An employer that does not adopt an Infectious Disease Exposure Prevention Plan may be assessed a civil penalty of not less than $50 per day. And an employer that does not abide by the plan may be assessed between $1,000 and $10,000 for its first offense.

In addition, the law provides that an employee may bring civil actions seeking injunctive relief against an employer alleged to have violated the plan in a manner that creates a substantial probability that death or serious physical harm could result to the employee from a condition that exists at the worksite. Successful employees may be entitled to costs and reasonable attorneys’ fees and liquidated damages of up to $20,000.  The statute of limitations for such claims is six months from the date the employee had knowledge of the alleged violation.

In most cases, employees must give their employers 30 days’ notice of alleged violations before pursuing a claim.  The law also provides that if an employee brings, what is found to be a frivolous claim, the court may award the employer its costs and reasonable attorneys’ fees.

Giving Workers a Voice: Workplace Safety Committees

By November 1, 2021, employers with ten or more employees must permit employees to establish and administer a joint labor-management workplace safety committee, composed of employee and employer designees.  At least two-thirds of the committee must be non-supervisory employees.
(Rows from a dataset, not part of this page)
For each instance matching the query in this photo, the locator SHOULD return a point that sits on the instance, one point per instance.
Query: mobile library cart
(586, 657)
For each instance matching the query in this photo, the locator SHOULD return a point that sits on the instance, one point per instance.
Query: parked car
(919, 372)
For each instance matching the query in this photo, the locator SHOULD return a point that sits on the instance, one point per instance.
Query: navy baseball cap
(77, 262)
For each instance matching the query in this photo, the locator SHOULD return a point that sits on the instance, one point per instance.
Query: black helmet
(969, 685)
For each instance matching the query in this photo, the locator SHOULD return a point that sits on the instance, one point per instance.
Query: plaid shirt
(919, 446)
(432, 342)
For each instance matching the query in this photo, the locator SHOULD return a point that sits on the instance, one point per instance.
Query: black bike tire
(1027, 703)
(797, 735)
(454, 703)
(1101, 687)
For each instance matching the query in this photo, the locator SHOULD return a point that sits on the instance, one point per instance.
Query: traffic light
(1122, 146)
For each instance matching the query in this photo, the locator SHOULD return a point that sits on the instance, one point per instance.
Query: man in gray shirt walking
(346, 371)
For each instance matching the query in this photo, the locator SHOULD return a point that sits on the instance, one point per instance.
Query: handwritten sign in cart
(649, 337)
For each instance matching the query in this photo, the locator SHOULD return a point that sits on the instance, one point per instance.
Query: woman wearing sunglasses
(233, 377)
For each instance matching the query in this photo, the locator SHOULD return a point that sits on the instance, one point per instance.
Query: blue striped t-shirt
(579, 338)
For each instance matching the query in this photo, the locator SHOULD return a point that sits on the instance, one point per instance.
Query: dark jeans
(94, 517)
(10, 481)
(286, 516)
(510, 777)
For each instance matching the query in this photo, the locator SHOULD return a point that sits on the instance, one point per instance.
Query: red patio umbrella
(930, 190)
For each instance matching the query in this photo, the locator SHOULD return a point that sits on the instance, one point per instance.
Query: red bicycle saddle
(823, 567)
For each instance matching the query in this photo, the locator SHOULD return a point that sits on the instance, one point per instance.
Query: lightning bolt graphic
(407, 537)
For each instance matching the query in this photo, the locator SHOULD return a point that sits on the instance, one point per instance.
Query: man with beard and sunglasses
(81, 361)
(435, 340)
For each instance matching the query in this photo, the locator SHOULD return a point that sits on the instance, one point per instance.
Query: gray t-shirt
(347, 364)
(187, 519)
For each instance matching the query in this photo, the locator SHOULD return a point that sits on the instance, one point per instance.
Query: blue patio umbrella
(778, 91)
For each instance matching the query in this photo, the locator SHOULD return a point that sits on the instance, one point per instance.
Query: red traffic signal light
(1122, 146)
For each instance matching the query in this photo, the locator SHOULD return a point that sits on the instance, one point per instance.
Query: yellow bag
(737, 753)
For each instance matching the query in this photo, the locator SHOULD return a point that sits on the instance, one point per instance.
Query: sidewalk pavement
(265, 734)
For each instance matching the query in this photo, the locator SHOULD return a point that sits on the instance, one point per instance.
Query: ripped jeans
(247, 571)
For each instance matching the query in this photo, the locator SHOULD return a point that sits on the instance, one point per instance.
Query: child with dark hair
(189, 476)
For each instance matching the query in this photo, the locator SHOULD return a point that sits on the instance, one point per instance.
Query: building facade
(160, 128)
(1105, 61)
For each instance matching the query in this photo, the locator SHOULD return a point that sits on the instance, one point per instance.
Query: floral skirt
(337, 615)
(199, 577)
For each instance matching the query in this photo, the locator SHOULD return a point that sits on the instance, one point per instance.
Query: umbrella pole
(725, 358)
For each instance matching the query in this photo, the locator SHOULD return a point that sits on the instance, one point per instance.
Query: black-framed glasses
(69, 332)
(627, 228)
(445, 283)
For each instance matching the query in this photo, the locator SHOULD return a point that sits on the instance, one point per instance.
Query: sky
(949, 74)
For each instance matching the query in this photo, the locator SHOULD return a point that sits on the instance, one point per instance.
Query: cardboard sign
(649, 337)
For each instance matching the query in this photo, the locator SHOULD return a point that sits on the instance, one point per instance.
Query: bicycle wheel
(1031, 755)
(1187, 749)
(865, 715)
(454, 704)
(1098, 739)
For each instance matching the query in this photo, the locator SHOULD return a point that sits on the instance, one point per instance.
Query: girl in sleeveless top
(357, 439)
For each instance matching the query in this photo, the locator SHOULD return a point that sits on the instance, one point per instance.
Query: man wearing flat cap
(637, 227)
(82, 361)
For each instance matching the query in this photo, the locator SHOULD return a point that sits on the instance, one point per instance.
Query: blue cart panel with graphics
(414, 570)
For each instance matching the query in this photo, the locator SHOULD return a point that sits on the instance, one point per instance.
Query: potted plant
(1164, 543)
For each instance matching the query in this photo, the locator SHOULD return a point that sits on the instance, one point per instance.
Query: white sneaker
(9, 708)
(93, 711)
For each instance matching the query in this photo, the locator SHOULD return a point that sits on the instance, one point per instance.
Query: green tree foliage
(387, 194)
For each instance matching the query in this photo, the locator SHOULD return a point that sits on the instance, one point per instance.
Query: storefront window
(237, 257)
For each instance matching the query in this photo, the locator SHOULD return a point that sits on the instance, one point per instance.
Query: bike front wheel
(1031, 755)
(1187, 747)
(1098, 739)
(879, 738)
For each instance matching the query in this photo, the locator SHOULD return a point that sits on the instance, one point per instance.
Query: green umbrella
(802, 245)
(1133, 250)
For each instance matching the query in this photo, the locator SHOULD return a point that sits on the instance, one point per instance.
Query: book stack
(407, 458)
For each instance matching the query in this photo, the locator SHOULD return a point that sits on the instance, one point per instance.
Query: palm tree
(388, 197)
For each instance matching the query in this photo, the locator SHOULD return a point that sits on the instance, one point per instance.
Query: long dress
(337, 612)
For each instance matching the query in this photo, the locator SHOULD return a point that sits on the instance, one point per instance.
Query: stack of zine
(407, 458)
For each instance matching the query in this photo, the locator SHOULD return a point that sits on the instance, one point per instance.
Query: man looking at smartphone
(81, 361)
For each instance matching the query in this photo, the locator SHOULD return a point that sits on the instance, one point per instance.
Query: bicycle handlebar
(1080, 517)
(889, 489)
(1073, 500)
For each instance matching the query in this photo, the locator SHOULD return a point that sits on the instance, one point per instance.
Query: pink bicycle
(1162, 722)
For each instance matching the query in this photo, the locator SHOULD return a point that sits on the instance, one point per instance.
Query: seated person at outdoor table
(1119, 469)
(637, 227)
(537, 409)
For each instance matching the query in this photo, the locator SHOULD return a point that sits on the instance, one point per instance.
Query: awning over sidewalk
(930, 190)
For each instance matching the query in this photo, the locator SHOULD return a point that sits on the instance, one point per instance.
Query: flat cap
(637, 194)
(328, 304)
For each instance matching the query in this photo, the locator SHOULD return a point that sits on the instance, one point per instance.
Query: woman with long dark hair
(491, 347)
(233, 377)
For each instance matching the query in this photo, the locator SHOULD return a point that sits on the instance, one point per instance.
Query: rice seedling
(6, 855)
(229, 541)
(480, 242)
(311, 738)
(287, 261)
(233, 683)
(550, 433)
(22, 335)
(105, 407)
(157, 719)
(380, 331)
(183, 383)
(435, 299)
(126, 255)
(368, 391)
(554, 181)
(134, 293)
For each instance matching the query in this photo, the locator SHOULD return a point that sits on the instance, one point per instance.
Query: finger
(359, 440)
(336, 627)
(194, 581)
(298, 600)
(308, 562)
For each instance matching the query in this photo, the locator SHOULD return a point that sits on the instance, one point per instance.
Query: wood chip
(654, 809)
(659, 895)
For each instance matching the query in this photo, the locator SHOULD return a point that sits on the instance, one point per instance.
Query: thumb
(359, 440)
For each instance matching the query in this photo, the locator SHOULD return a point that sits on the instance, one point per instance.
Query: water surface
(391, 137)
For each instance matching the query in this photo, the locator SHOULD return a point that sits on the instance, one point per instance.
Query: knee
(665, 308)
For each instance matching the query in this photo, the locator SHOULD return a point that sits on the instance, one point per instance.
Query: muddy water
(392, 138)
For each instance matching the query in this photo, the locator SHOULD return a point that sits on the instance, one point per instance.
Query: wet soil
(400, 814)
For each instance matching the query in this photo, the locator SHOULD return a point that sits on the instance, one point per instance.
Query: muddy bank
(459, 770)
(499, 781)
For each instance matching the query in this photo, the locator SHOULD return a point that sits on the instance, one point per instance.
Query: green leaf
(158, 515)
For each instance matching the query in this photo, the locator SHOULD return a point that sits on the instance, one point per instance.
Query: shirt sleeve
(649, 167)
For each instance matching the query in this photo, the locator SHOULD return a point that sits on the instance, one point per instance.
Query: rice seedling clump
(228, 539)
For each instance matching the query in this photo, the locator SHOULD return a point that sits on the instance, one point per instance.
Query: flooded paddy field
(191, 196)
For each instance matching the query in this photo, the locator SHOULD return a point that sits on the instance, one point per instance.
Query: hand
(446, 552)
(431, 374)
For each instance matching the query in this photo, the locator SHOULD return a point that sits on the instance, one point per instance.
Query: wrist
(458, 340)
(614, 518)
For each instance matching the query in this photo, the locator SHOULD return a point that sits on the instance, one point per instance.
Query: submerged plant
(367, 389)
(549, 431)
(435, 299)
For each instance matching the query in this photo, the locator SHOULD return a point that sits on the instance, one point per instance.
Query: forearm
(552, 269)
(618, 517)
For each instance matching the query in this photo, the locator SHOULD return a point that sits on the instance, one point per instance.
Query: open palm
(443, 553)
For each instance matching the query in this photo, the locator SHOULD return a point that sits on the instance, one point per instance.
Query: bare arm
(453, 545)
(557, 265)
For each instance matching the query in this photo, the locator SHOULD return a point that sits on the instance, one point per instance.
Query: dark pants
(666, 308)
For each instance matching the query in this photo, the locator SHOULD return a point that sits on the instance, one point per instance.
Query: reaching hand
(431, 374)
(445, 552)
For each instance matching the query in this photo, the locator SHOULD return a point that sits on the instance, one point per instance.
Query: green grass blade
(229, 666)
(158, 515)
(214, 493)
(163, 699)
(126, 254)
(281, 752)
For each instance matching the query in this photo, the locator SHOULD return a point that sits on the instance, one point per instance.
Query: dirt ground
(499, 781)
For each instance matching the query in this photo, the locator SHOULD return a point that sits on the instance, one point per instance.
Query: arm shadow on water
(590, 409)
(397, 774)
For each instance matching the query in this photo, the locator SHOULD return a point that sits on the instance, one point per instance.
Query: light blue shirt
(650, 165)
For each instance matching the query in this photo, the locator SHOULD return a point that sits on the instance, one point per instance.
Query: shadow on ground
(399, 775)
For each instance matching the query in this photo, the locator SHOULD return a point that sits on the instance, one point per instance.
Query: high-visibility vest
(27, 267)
Each workplace safety committee and workplace safety designee will be authorized to perform the following tasks, including but not limited to:

  • Raise health and safety concerns, to which the employer must respond.
  • Review and provide feedback to workplace health and safety policies.
  • Participate in any site visit by any governmental entity responsible for enforcing safety and health standards.
  • Review employer reports related to the health and safety of the workplace.
  • Regularly schedule a meeting during work hours for up to two hours at least once a quarter.
  • Attend training of up to four hours, without loss of pay on the function of worker safety committees, legal rights, and an introduction to occupational safety and health.

 

Employers may not retaliate against any employee for participating in or establishing a workplace safety committee.

What’s Next

The Department of Labor will post information about the HERO Act on its website and is also accepting direct general inquiries to [email protected].

Businesses should also keep in mind that the provisions of the HERO Act are in addition to the requirement that all businesses develop a written business safety plan concerning how the workplace will prevent the spread of Covid-19.